Stick around for a quick video after the break, and if you prefer the Instructables format, the [Go-Repairs] folks have kindly reproduced the instructions there.

17 thoughts on “DIY soda can battery

  1. I wonder urine would work in the cans, I mean hey this is supposed to be an improvised battery and if you don’t have a container for the pop while you prepare the cans…

  2. Vinegar is an effective electrolyte for experimental wet cells, and is perfectly safe to use. It’s not as strong as other chemicals, but if safety is a consideration (think children’s school science projects) it is a good choice.

  3. bottle bombs can also be the remains of a meth lab.

    with the shake and bake 1 pot method becoming popular way to make meth but often the remains a.k.a bones can be even worse as it could be a bomb waiting to go off.

    so if you see any kind of sealed container where it does not belong or in a way that it dont belong dont mess with it rather call th police or 911 and report it and try to keep other people and pets away from the area until the police can arrive.

    when ever you eat a frozen dinner with green beans you get a small battery in your mouth.

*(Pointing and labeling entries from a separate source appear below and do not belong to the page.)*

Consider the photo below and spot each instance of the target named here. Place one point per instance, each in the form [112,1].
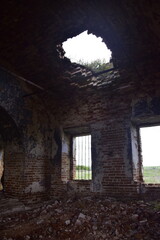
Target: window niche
[76,154]
[146,153]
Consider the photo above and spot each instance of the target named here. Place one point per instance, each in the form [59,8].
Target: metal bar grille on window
[83,158]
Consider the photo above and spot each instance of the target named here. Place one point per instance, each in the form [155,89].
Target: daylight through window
[150,146]
[82,157]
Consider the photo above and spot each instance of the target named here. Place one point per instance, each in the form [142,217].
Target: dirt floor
[86,218]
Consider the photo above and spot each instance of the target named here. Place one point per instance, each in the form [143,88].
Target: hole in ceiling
[88,50]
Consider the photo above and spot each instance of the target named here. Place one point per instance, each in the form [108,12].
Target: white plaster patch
[34,187]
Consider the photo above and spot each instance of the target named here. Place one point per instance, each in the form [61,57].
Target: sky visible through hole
[150,139]
[87,48]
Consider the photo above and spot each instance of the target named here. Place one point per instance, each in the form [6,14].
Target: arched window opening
[88,50]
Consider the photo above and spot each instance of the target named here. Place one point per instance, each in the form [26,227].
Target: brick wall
[110,114]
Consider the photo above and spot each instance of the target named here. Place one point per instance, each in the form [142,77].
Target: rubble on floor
[86,218]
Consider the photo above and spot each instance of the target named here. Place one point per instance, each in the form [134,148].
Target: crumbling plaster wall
[28,155]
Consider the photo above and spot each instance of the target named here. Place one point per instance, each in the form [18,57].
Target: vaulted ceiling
[31,31]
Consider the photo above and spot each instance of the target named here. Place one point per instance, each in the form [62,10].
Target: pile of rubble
[86,218]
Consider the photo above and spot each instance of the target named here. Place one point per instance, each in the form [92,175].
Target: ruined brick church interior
[48,102]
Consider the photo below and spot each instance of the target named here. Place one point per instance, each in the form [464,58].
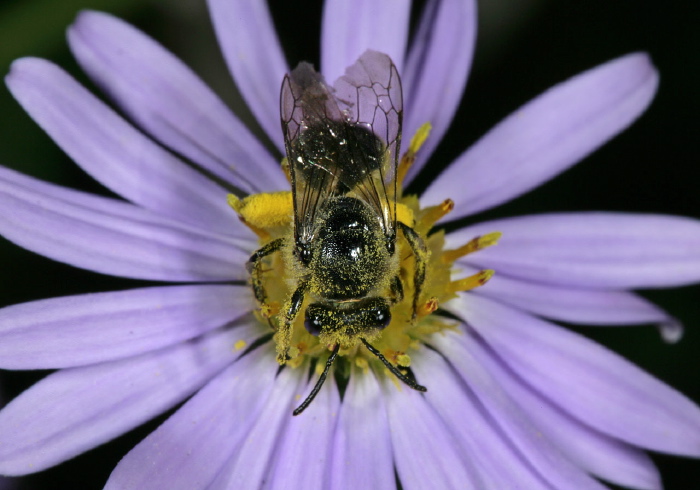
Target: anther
[434,213]
[471,282]
[477,243]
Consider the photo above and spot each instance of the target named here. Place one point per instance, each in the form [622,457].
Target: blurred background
[523,47]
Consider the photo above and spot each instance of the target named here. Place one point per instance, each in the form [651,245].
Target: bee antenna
[319,383]
[394,370]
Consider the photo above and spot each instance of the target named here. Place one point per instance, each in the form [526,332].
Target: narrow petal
[362,454]
[170,102]
[572,304]
[598,454]
[592,250]
[438,461]
[437,67]
[304,450]
[111,150]
[191,447]
[74,410]
[547,135]
[92,328]
[513,423]
[254,57]
[351,28]
[112,237]
[495,461]
[593,384]
[250,464]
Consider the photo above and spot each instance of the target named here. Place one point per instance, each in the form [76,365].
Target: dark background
[524,47]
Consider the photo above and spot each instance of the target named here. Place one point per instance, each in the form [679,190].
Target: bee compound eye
[304,254]
[382,316]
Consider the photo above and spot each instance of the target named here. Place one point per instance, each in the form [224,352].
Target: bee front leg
[284,334]
[253,267]
[420,252]
[396,290]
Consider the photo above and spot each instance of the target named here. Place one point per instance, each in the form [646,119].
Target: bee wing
[307,110]
[342,139]
[371,97]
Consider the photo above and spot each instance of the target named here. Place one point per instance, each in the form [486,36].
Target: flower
[514,400]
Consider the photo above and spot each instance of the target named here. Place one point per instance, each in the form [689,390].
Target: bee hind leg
[253,267]
[284,333]
[420,252]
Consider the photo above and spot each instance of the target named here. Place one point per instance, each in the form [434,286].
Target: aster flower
[514,401]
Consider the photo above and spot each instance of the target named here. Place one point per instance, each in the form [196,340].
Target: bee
[342,146]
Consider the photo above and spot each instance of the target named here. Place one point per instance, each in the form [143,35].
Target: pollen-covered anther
[403,360]
[473,245]
[428,307]
[434,213]
[471,282]
[269,310]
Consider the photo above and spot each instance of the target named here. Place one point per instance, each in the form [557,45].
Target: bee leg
[420,252]
[319,383]
[397,290]
[284,334]
[253,267]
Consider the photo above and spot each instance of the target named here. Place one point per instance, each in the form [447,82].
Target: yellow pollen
[477,243]
[410,156]
[403,360]
[270,216]
[471,282]
[428,307]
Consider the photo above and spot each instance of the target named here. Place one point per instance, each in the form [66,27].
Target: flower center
[277,276]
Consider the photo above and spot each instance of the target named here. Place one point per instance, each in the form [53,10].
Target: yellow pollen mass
[270,216]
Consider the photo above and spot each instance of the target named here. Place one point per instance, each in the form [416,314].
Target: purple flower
[514,400]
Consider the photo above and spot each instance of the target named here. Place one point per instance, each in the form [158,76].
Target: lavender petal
[93,328]
[304,450]
[254,57]
[591,383]
[513,423]
[598,454]
[573,304]
[111,150]
[438,461]
[74,410]
[592,250]
[351,28]
[113,237]
[362,454]
[248,466]
[547,135]
[436,71]
[170,102]
[496,464]
[189,449]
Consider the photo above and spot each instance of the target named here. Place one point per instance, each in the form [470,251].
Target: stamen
[410,156]
[477,243]
[434,213]
[428,307]
[471,282]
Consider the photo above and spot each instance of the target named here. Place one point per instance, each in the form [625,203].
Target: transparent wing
[343,140]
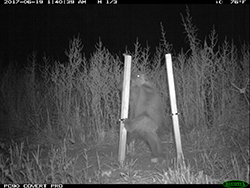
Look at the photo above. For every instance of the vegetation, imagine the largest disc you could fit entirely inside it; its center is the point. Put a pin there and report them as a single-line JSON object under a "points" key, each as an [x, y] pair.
{"points": [[57, 118]]}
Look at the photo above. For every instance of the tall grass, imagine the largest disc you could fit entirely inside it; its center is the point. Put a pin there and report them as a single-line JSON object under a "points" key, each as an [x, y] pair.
{"points": [[57, 106]]}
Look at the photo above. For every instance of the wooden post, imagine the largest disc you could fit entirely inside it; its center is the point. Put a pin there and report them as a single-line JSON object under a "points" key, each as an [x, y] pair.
{"points": [[124, 110], [180, 156]]}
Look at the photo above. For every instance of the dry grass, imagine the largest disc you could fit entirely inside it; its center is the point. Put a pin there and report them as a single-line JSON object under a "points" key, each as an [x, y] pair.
{"points": [[51, 107]]}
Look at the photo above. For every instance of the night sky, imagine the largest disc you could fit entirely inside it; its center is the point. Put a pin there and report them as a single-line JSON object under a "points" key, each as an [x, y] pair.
{"points": [[48, 28]]}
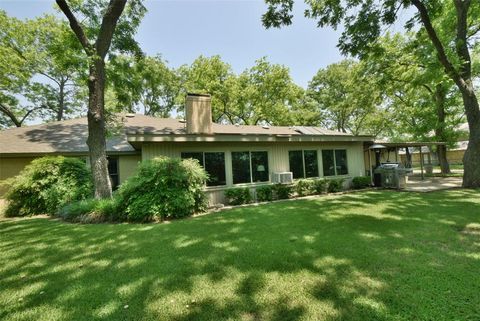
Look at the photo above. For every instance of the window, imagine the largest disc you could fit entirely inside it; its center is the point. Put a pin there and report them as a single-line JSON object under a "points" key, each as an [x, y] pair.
{"points": [[198, 156], [311, 163], [334, 162], [113, 171], [341, 161], [213, 163], [303, 163], [248, 167], [259, 166], [241, 167]]}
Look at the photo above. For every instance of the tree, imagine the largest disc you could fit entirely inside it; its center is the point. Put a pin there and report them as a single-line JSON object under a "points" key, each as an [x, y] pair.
{"points": [[451, 27], [213, 76], [39, 70], [100, 23], [266, 94], [426, 103], [348, 99], [144, 83]]}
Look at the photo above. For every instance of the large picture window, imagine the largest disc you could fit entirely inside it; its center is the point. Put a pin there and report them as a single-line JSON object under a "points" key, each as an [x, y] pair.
{"points": [[334, 162], [213, 163], [303, 163], [250, 167]]}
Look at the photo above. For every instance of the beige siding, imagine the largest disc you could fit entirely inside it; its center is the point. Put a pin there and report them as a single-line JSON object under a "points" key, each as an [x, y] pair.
{"points": [[277, 157], [127, 166]]}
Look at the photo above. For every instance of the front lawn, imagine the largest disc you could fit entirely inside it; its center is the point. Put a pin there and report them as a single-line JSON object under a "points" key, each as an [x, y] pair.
{"points": [[366, 256]]}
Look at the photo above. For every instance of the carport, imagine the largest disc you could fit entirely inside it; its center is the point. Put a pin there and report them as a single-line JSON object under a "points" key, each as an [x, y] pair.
{"points": [[382, 152]]}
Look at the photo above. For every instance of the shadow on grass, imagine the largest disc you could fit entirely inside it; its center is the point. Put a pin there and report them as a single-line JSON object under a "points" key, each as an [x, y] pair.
{"points": [[362, 256]]}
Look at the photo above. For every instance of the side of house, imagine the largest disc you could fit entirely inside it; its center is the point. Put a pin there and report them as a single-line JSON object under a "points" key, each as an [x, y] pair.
{"points": [[232, 155]]}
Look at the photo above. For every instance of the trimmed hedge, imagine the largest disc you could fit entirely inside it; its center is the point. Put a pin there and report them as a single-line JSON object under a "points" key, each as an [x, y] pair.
{"points": [[360, 182], [282, 191], [163, 188], [238, 195], [320, 186], [264, 193], [335, 185], [47, 184]]}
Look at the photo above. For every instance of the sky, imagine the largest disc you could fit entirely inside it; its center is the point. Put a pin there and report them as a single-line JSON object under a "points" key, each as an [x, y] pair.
{"points": [[181, 30]]}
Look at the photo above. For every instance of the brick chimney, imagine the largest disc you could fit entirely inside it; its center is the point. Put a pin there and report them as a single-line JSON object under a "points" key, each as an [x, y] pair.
{"points": [[198, 114]]}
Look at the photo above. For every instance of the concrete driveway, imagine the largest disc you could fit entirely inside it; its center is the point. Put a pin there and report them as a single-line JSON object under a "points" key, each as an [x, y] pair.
{"points": [[429, 184]]}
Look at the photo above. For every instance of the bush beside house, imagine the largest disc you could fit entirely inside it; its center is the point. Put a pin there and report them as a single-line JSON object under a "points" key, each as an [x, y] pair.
{"points": [[238, 196], [47, 184], [163, 188]]}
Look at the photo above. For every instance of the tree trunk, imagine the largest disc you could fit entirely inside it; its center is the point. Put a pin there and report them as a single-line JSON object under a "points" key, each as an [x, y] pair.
{"points": [[61, 100], [471, 159], [96, 130], [440, 95]]}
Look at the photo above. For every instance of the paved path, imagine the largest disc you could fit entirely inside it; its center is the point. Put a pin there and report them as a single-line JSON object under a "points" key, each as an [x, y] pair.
{"points": [[429, 184]]}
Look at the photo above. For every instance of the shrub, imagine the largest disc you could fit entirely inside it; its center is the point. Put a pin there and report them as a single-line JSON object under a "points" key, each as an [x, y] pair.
{"points": [[163, 188], [360, 182], [335, 185], [264, 193], [238, 196], [282, 191], [47, 184], [320, 186], [305, 187]]}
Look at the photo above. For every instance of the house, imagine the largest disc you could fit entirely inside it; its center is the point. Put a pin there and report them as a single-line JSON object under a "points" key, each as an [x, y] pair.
{"points": [[233, 155]]}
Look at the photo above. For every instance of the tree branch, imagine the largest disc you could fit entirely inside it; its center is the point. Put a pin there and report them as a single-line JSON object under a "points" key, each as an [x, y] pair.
{"points": [[76, 27], [4, 109], [461, 44], [432, 34], [109, 22]]}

    i suspect that if you have a tooth that has a thin wall or exposed root if you touch a spoon full of green beans and bean juice to the tooth you get some toothake i think that is a battery reaction.

  4. Not usually a “Carefull, You could put your eye out ! ” freak, but it this case I had to make a couple comments….

    Chem101
    Quote from HAD
    “The instructions suggest swapping out the soda for a different electrolyte: drain cleaner, which can pump out an impressive 12 volts from a six-pack series. Deep cycle batteries use strong acid and lead, so moving from relatively low-acid soda to a stronger acid clean makes sense.”

    Drain Cleaner (usually and aqueous solution of Sodium Hydroxice NAOH) has a pH of >13 (typical) = “Base”
    Battery Acid (H2SO4 used in lead/acid storage batteries) has a pH of <1 (typical) = "Acid'

    Terminolgy may seem insignificant but chemical reactions based on pH characteristics can be significantly different., Please do your homework before class….

    Chem201

    In the above article, both "battery acid" and "dran cleaner" are mentioned. Lest the unwary perform are inclined to perform some experiments on their own, here are the chemical reactions involved with both items and aluminum (AL)

    Aluminium dissolves in sodium hydroxide (Drain-Cleaner) with the evolution of hydrogen gas, H2, and the formation of aluminates of the type [Al(OH)4]-.
    2Al(s) + 2NaOH(aq) + 6H2O → 2Na+(aq) + 2[Al(OH)4]- + 3H2(g)

    Aluminium metal dissolves readily in dilute sulphuric acid to form solutions containing the aquated Al(III) ion together with hydrogen gas, H2.
    2Al(s) + 3H2SO4(aq) → 2Al3+(aq) + 2SO42-(aq) + 3H2(g)

    The hazards of the above reactions are twofold.
    1. Both reactions are chemicaly "vigorous" and may cause chemical burns from splash as the reaction elements exit the container. Alkaliine burns to the eyes in particular are much more difficult to treat than Acid burns.
    2. Both reactions produce copious quanities of Hydrogen which may ignite from the slightest ignition source (eg: a spark) resulting in thermal and/or chemical burns.

    Both of these scenerios are highly likely to result in a non-trivial bad day…….

    It is suggested (IMHO) that any experiments regarding the above hack be done wtth less reactive materials such as lemon juce or vinegar (pH2-3) on the acid side and baking soda or toothpaste (pH8) on the base side.

    Another interesting variation is a storage battery (requires charging) made from beer cans, salt water, and charcoal briquets. Coupled with a small photo-voltaic cell and some leds might make an interesting hacked flashlight to find your car keys after that beach based, beer and bbq blast…..

    (I’m just sayin’)

    1. Yeah that was the first thing I saw too.
      The low quality or blatant mistakes in Hackaday writeups never ceases to amaze me.

    2. This is a really well thought out and well explained point. I added that statement in editing and should have done some more research before doing so. After reading your comment I’ve removed the offending statement. Thanks!